Parsing `xml` file into python
Closed this issue · 6 comments
@jdherman if you had a experience with exporting a xml
file into python, do you know how to access these three elements for Data Item 'LMP_PRC' from data frame?
- INTERVAL_START_GMT
- INTERVAL_END_GMT
- VALUE
my python code:
# This code optimizes operations of pumped-storage hydropower facilities.
# Mustafa Dogan
#10/06/2016
from __future__ import division
import numpy as np
import matplotlib.pyplot as plt
from scipy.integrate import quad, dblquad, trapz, simps
from scipy.stats import lognorm
from mpl_toolkits.mplot3d import Axes3D
import xml.etree.ElementTree as ET
# import seaborn as sns
# sns.set_style('whitegrid')
tree = ET.parse('20160901_20161002_PRC_LMP_DAM_20161005_11_18_31_v1.xml')
root = tree.getroot()
# this does not work!!!
print(root[0][0].text)
for child in root:
print(child.tag)
Wow, not the easiest format for a time series of energy prices!
What does it say in the error message? What is "root"?

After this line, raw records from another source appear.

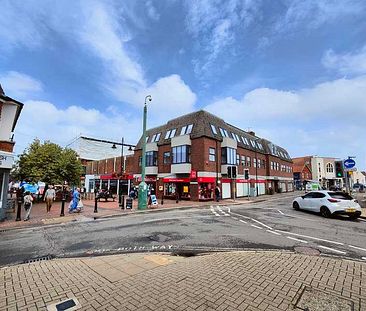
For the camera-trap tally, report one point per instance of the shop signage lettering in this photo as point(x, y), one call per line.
point(6, 161)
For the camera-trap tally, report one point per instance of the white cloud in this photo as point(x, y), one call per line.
point(327, 119)
point(20, 85)
point(348, 63)
point(151, 11)
point(214, 25)
point(312, 14)
point(62, 125)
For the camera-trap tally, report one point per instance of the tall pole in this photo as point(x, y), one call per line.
point(142, 195)
point(256, 172)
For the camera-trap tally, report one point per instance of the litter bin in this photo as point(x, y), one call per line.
point(129, 203)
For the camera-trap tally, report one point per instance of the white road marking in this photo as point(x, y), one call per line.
point(359, 248)
point(310, 237)
point(256, 227)
point(264, 225)
point(302, 241)
point(246, 217)
point(332, 249)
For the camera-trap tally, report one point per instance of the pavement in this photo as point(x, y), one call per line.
point(250, 280)
point(40, 217)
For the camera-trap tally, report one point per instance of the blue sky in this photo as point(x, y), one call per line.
point(292, 71)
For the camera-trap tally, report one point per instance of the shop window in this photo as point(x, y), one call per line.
point(181, 154)
point(329, 168)
point(206, 191)
point(151, 158)
point(166, 157)
point(212, 154)
point(228, 155)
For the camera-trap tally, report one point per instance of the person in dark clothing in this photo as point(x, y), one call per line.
point(217, 193)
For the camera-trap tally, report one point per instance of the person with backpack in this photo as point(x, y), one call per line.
point(49, 197)
point(28, 203)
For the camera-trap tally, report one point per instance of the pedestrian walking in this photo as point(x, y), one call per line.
point(49, 197)
point(28, 203)
point(217, 193)
point(75, 201)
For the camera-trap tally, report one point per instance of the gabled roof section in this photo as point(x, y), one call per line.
point(202, 122)
point(8, 100)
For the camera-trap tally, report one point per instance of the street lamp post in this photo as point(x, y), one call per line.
point(142, 196)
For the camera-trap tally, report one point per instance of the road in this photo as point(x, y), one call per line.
point(263, 225)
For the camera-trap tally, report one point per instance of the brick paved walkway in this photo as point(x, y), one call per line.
point(219, 281)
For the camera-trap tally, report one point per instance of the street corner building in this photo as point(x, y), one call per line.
point(189, 156)
point(10, 110)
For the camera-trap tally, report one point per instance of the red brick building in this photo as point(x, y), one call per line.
point(188, 156)
point(302, 171)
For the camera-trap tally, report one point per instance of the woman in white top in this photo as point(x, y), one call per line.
point(28, 203)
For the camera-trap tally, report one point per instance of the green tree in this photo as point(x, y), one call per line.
point(50, 163)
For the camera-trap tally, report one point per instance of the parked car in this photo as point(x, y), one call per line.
point(328, 203)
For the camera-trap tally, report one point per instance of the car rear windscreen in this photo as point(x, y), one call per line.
point(340, 195)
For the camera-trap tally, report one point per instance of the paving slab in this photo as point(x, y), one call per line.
point(253, 280)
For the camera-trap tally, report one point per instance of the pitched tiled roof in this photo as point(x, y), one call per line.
point(202, 121)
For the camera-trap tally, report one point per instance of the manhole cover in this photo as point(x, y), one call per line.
point(307, 251)
point(315, 300)
point(69, 304)
point(159, 238)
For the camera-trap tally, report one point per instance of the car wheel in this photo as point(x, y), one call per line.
point(324, 211)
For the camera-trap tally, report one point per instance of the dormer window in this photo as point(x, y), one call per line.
point(170, 133)
point(187, 129)
point(213, 129)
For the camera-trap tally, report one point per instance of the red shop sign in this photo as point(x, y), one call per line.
point(206, 179)
point(176, 179)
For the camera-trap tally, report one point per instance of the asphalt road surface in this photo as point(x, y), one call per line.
point(263, 225)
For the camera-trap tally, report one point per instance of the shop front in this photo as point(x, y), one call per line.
point(177, 188)
point(150, 181)
point(206, 188)
point(6, 162)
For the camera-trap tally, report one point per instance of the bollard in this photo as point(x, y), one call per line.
point(19, 209)
point(122, 202)
point(96, 205)
point(63, 206)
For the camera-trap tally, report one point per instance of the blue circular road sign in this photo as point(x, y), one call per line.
point(349, 163)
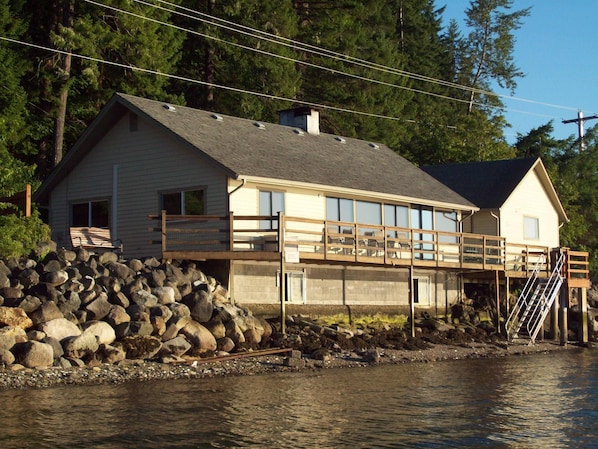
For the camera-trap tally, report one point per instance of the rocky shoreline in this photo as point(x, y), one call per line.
point(75, 318)
point(145, 371)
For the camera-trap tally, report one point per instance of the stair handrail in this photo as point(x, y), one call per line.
point(548, 294)
point(512, 325)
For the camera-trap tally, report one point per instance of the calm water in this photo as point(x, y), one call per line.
point(539, 401)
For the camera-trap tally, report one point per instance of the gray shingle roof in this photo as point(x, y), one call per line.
point(486, 184)
point(241, 148)
point(277, 151)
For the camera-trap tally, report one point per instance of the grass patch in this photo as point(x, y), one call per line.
point(376, 321)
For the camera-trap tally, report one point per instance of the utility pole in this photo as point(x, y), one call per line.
point(580, 130)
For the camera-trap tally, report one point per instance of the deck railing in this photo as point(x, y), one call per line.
point(266, 237)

If you upload or link me to the XML file I can play around with it.
well there is no error message yet. This code
tree = ET.parse('20160901_20161002_PRC_LMP_DAM_20161005_11_18_31_v1.xml')

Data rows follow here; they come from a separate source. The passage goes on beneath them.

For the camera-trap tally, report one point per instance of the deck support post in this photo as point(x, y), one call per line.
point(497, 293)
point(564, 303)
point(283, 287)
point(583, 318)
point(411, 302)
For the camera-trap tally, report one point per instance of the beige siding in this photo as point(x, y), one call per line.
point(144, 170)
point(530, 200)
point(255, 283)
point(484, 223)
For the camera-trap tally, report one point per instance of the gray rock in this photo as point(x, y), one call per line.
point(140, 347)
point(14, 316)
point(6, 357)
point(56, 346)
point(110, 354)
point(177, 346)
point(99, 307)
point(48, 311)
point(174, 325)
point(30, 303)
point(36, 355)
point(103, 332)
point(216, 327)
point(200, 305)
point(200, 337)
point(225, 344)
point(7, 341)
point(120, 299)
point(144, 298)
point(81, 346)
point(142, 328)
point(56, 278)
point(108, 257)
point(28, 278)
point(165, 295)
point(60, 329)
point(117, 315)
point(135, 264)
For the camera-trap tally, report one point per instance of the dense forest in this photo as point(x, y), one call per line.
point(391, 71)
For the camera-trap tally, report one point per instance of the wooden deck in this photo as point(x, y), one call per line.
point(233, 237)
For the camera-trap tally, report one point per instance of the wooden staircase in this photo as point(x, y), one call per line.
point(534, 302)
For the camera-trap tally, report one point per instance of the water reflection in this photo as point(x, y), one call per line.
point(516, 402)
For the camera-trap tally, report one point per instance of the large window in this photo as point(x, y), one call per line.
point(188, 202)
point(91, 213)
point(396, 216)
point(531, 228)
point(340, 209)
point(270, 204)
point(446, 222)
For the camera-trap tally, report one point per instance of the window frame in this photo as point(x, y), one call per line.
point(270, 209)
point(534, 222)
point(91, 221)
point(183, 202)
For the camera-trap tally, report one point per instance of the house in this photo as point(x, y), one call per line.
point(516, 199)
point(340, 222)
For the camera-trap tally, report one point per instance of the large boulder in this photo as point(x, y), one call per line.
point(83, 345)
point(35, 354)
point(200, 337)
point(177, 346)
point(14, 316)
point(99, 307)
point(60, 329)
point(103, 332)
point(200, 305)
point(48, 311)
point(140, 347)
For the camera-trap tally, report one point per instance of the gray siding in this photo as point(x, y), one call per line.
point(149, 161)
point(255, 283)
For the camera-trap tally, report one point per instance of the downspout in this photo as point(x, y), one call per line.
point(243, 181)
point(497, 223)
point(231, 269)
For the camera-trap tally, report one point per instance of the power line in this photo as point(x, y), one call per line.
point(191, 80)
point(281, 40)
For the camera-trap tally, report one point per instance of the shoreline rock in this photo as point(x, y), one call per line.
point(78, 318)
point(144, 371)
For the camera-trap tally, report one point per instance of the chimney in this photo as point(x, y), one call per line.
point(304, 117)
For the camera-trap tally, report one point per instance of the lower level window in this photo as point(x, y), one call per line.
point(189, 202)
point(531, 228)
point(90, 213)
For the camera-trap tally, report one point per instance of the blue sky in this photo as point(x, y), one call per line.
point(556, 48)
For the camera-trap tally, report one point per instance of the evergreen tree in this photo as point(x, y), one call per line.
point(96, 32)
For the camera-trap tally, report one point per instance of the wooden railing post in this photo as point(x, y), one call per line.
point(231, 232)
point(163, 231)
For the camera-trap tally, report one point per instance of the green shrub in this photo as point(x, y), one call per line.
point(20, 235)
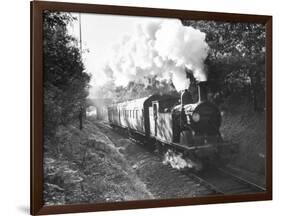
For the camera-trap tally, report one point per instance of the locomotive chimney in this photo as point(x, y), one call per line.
point(202, 91)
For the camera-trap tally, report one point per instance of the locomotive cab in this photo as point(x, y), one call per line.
point(199, 122)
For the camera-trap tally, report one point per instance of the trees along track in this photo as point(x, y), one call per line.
point(216, 181)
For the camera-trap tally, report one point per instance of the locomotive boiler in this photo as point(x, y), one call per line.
point(191, 128)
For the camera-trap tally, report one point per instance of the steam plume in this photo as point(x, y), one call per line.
point(160, 48)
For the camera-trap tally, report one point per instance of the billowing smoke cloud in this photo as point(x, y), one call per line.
point(162, 49)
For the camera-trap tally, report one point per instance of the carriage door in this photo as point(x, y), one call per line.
point(155, 116)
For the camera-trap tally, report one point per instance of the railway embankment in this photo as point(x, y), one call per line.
point(246, 128)
point(99, 164)
point(89, 169)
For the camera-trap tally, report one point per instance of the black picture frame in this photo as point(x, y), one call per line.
point(36, 193)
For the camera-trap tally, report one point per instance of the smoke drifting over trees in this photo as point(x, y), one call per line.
point(158, 51)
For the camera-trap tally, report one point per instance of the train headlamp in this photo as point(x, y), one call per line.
point(196, 117)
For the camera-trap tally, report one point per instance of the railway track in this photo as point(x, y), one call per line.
point(215, 181)
point(225, 182)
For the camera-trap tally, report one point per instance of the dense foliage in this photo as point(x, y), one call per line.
point(236, 62)
point(65, 82)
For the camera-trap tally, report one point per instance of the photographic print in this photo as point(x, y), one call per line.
point(134, 111)
point(151, 108)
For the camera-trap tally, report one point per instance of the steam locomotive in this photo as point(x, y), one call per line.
point(191, 128)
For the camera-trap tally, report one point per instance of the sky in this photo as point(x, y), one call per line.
point(99, 35)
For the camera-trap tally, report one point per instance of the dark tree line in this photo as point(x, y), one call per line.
point(65, 79)
point(236, 62)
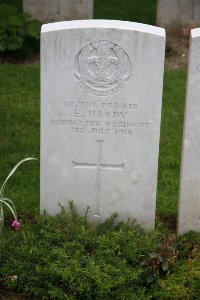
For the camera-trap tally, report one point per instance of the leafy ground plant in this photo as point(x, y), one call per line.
point(65, 257)
point(8, 202)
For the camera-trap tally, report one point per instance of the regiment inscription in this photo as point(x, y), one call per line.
point(101, 95)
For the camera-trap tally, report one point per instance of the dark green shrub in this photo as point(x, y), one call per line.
point(67, 258)
point(17, 30)
point(183, 282)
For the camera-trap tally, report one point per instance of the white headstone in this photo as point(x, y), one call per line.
point(101, 93)
point(189, 202)
point(59, 10)
point(178, 14)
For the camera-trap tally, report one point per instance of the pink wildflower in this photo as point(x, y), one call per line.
point(13, 278)
point(15, 224)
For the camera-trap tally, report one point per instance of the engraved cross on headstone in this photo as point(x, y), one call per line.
point(98, 166)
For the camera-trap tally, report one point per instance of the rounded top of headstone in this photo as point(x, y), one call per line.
point(123, 25)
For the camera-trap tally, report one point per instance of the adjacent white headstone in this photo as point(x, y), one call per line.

reads xml file but I couldn't figure out how to retrieve stuff that I want. I thought this is like a dictionary but it is not :) There is also csv
version. If this is too time consuming, I can just use csv
. I thought, if I read this as dictionary, it might be more useful than a csv. Files are zipped and attached. Thanks a lot!
Pumped_Storage.zip
Oh, use CSV!! Use pandas to load it, and it will behave like a dictionary. (XML is tough, you have to iterate over all of the child elements).
import pandas as pd
import seaborn as sns
name = 'Pumped_Storage/20160901_20161002_PRC_LMP_DAM_20161005_11_19_18_v1.csv'
# assume the "start time" is the index for the dataframe
df = pd.read_csv(name, index_col=0, parse_dates=True)
df.MW.plot(style='o') # access any column name here (I assume MW is the price?)

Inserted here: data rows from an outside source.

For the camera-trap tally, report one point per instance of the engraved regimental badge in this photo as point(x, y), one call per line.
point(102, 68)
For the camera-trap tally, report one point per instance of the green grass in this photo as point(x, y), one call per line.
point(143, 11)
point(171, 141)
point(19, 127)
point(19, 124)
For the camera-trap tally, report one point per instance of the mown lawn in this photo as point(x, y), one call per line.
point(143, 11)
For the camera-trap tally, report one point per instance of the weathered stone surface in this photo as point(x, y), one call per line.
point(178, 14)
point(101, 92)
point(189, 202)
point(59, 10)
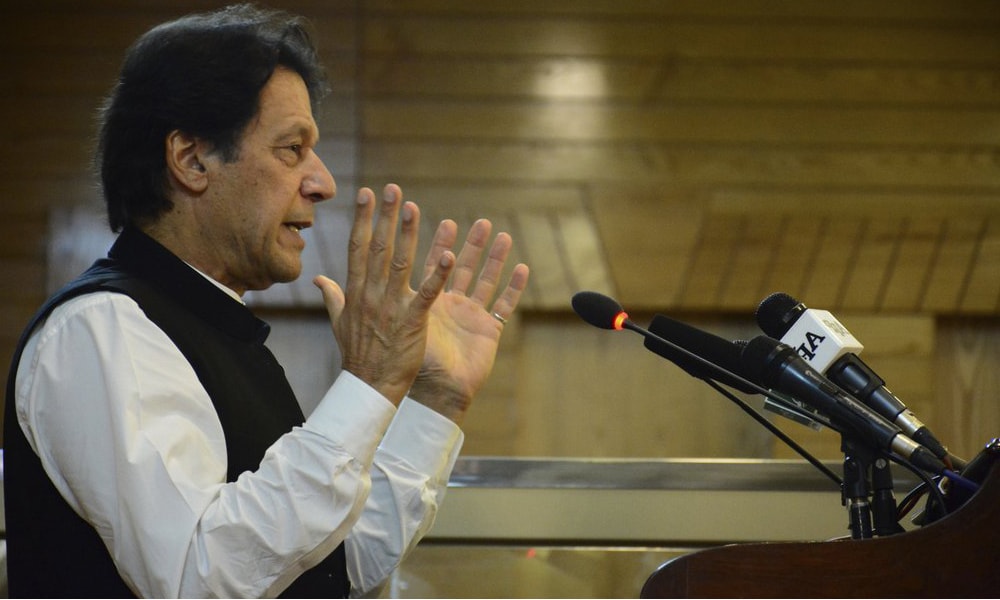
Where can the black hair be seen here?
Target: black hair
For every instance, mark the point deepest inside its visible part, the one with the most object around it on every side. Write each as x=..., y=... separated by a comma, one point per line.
x=201, y=74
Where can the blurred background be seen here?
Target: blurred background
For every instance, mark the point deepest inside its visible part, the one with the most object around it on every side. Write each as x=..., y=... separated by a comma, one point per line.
x=686, y=157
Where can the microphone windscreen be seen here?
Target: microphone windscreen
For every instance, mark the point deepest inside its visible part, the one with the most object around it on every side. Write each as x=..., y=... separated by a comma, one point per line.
x=777, y=313
x=597, y=309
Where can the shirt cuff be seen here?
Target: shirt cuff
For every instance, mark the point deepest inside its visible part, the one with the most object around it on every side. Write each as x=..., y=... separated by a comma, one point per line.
x=353, y=414
x=428, y=440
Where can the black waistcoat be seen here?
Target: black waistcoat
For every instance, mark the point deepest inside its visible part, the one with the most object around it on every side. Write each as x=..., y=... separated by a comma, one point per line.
x=54, y=553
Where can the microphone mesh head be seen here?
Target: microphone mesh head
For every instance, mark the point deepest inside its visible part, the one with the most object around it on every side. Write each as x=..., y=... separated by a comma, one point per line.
x=776, y=314
x=597, y=309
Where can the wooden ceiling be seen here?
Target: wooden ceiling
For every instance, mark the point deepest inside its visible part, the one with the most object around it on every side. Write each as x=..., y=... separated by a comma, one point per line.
x=681, y=155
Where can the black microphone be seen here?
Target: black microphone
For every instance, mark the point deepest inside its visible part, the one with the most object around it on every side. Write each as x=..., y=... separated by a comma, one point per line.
x=717, y=350
x=606, y=313
x=830, y=348
x=701, y=354
x=771, y=363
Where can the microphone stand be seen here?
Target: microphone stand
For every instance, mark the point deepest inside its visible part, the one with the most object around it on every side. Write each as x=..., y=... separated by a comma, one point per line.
x=867, y=490
x=857, y=460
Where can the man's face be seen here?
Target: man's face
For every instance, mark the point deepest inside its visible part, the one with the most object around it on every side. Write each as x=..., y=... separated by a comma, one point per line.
x=254, y=208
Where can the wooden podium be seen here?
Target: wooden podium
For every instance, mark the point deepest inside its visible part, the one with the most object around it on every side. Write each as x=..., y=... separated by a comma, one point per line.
x=955, y=557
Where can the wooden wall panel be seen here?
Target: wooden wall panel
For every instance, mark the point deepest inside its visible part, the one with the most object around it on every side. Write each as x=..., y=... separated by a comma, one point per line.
x=687, y=157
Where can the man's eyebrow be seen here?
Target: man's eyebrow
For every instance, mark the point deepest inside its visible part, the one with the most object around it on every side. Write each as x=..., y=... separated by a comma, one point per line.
x=301, y=129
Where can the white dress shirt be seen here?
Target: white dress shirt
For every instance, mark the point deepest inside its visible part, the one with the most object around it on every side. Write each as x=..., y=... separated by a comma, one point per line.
x=131, y=440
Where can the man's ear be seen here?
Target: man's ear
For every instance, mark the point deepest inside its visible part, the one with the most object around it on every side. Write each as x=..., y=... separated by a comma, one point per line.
x=185, y=155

plt.ylabel('Whatever this is')
plt.show()
Great! I will use pandas and csv instead, then. Thank you.
Sure thing. If you still want to try the nested-dict idea, there's a library called xmltodict
:
https://github.com/martinblech/xmltodict
Just pip install xmltodict
and then
import xmltodict
my_dict = xmltodict.parse(open('whatever_file.xml'))
I've never used this, only found by googling.
I think pandas is good for now :) I really appreciate that.